My issue with Gitea (which Forgejo is a fork of) was that crawlers would hit the "download repository as zip" link over and over. Each access creates a new zip file on disk which is never cleaned up. I disabled that (by setting the temporary zip directory to read-only, so the feature won't work) and haven't had a problem since then.

It's easy to assume "I received a lot of requests, therefore the problem is too many requests" but you can successfully handle many requests.

This is a clever way of doing a minimally invasive botwall though - I like it.

userbinator 11 hours ago | parent | next [-]

Each access creates a new zip file on disk which is never cleaned up.

That sounds like a bug.

isodev 7 hours ago | parent [-]

I think that’s been fixed in Forgejo a long time ago

bob1029 12 hours ago | parent | prev [-]

> you can successfully handle many requests.

There is a point where your web server becomes fast enough that the scraping problem becomes irrelevant. Especially at the scale of a self-hosted forge with a constrained audience. I find this to be a much easier path.

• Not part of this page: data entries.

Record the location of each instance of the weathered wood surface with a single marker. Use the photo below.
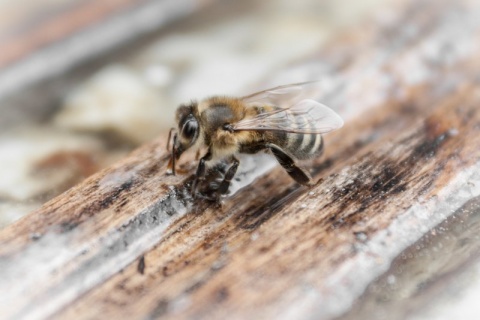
(129, 242)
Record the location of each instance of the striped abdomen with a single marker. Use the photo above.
(301, 146)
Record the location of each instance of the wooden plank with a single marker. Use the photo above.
(130, 242)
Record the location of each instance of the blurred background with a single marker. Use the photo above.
(83, 82)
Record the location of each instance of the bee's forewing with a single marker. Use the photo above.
(306, 116)
(278, 96)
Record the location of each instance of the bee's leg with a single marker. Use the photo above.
(287, 162)
(228, 177)
(200, 175)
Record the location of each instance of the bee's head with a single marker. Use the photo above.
(188, 128)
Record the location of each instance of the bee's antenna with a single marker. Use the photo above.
(174, 152)
(170, 137)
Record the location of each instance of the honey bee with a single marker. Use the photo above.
(275, 120)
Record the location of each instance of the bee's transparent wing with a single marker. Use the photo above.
(306, 116)
(277, 96)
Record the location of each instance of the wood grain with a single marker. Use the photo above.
(129, 242)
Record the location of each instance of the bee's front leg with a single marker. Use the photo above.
(228, 177)
(200, 175)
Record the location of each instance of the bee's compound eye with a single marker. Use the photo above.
(189, 129)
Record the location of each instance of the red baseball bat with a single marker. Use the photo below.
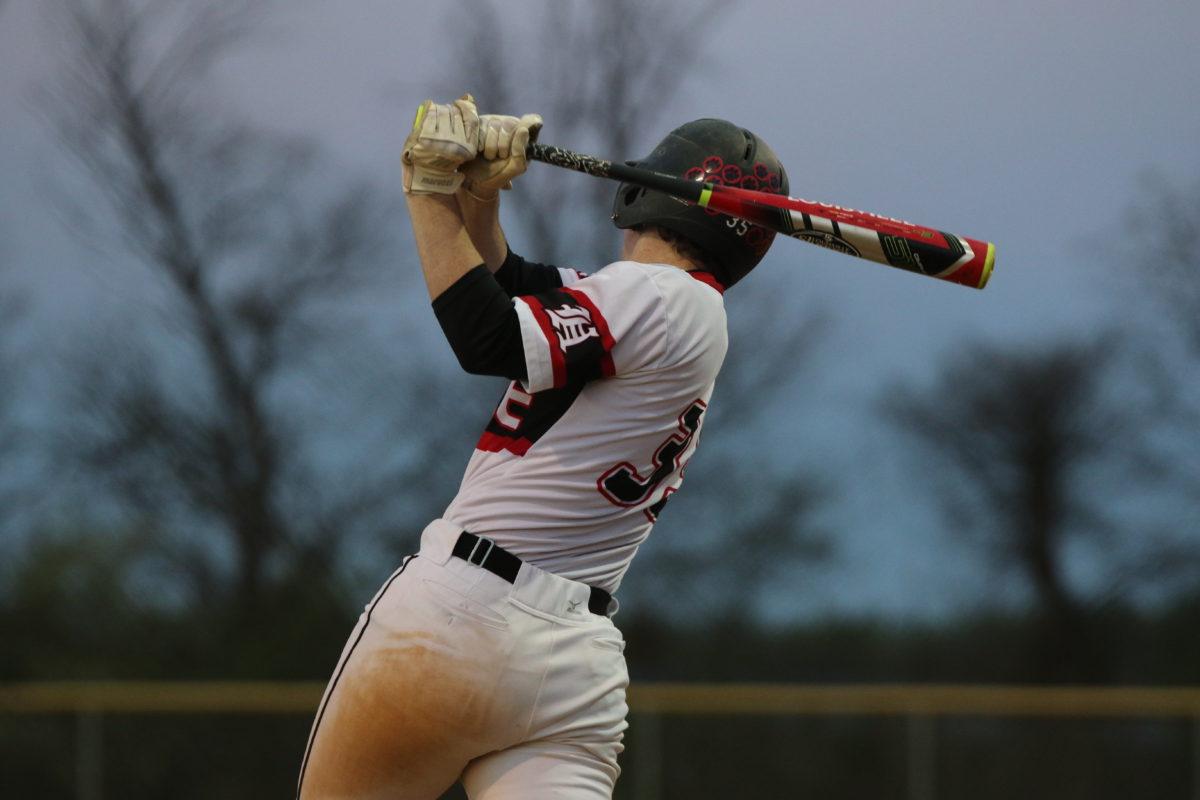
(903, 245)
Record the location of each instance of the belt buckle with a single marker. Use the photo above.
(483, 559)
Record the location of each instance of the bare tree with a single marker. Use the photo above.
(1029, 452)
(1157, 258)
(203, 403)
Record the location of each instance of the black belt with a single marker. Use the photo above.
(484, 552)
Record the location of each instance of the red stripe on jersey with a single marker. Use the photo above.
(707, 277)
(493, 443)
(606, 340)
(557, 358)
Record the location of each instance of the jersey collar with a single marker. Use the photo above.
(707, 277)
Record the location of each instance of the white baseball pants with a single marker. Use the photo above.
(454, 673)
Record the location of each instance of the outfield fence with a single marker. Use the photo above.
(921, 707)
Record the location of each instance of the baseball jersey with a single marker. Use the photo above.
(581, 456)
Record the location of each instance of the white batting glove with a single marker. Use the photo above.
(502, 154)
(443, 138)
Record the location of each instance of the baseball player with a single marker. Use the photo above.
(490, 656)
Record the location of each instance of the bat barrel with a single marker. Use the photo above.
(925, 251)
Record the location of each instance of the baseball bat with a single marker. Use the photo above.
(903, 245)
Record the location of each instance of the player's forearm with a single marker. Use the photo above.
(481, 217)
(443, 244)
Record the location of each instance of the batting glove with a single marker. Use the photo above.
(502, 152)
(443, 138)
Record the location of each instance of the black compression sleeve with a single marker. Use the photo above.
(481, 325)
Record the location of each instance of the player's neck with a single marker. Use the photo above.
(648, 248)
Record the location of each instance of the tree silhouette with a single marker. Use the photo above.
(202, 414)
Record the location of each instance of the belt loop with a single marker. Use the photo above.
(480, 540)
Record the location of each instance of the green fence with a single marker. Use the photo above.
(909, 743)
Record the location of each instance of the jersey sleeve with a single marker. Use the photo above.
(603, 325)
(521, 277)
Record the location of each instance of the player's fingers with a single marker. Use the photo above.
(491, 140)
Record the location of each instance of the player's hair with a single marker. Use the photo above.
(712, 151)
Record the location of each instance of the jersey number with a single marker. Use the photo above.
(624, 486)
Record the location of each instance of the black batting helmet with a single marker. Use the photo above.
(711, 151)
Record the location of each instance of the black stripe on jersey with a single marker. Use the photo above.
(522, 419)
(577, 332)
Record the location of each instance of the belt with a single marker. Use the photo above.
(485, 553)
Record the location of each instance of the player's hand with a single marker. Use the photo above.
(502, 152)
(444, 137)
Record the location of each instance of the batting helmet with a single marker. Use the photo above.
(711, 151)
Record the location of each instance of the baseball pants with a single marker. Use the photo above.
(454, 673)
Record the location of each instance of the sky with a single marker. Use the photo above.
(1020, 122)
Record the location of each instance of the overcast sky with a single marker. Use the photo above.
(1018, 121)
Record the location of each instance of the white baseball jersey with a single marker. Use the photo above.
(579, 458)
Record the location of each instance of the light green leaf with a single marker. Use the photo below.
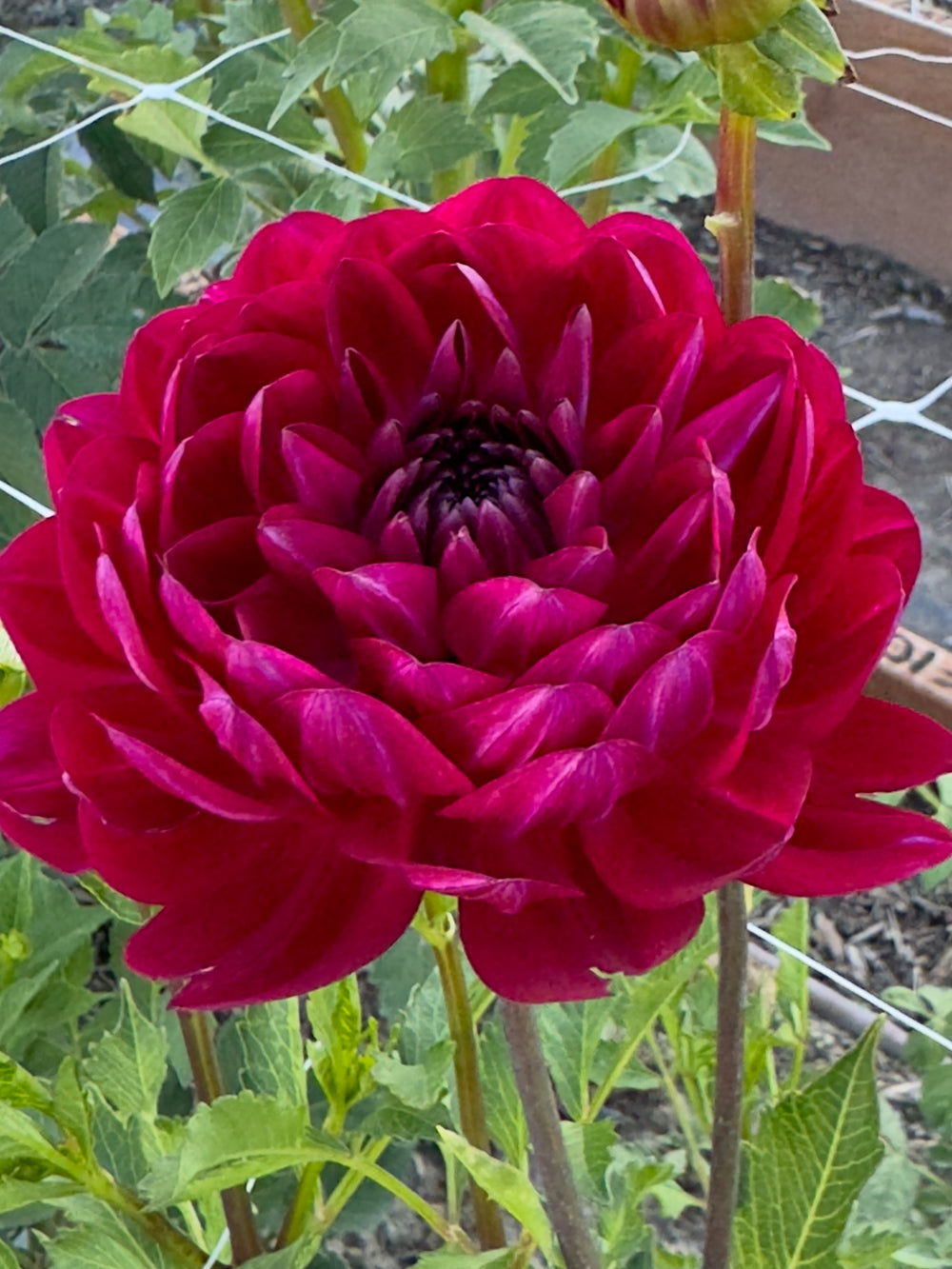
(44, 274)
(811, 1157)
(311, 58)
(192, 225)
(510, 1188)
(432, 136)
(384, 38)
(753, 84)
(570, 1036)
(550, 35)
(418, 1085)
(805, 41)
(505, 1112)
(129, 1065)
(230, 1141)
(783, 298)
(273, 1052)
(578, 142)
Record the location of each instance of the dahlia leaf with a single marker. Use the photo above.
(129, 1063)
(231, 1141)
(550, 35)
(384, 38)
(433, 134)
(42, 275)
(571, 1035)
(803, 1170)
(272, 1052)
(805, 41)
(505, 1111)
(505, 1183)
(578, 142)
(193, 224)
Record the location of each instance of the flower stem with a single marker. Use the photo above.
(563, 1202)
(337, 109)
(204, 1060)
(733, 222)
(441, 934)
(729, 1077)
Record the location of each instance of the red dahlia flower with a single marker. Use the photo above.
(470, 552)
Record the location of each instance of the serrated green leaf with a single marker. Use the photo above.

I wish we could find a way to not conflate the intellectual property concerns with the technological performance concerns. It seems like this is essential to keeping the AI scraping drama going in many ways. We can definitely make the self hosted git forge so fast that anything short of ~a federal crime would have no meaningful effect.

idontsee 11 hours ago | parent | next [-]

> There is a point where your web server becomes fast enough that the scraping problem becomes irrelevant.

It isn't just the volume of requests, but also bandwidth. There have been cases where scraping represents >80% of a forge's bandwidth usage. I wouldn't want that to happen to the one I host at home.

spockz 11 hours ago | parent | prev [-]

Maybe it is fast enough but my objection is mostly due to the gross inefficiency of crawlers. Requesting downloads of whole repositories over and over, leading to storing these archives on disk wasting CPU cycles to create them and storage space to retain them, and bandwidth to sent them over the wire. Add this to the gross power consumption of AI and hogging of physical compute hardware, and it is easy to see “AI” as wasteful.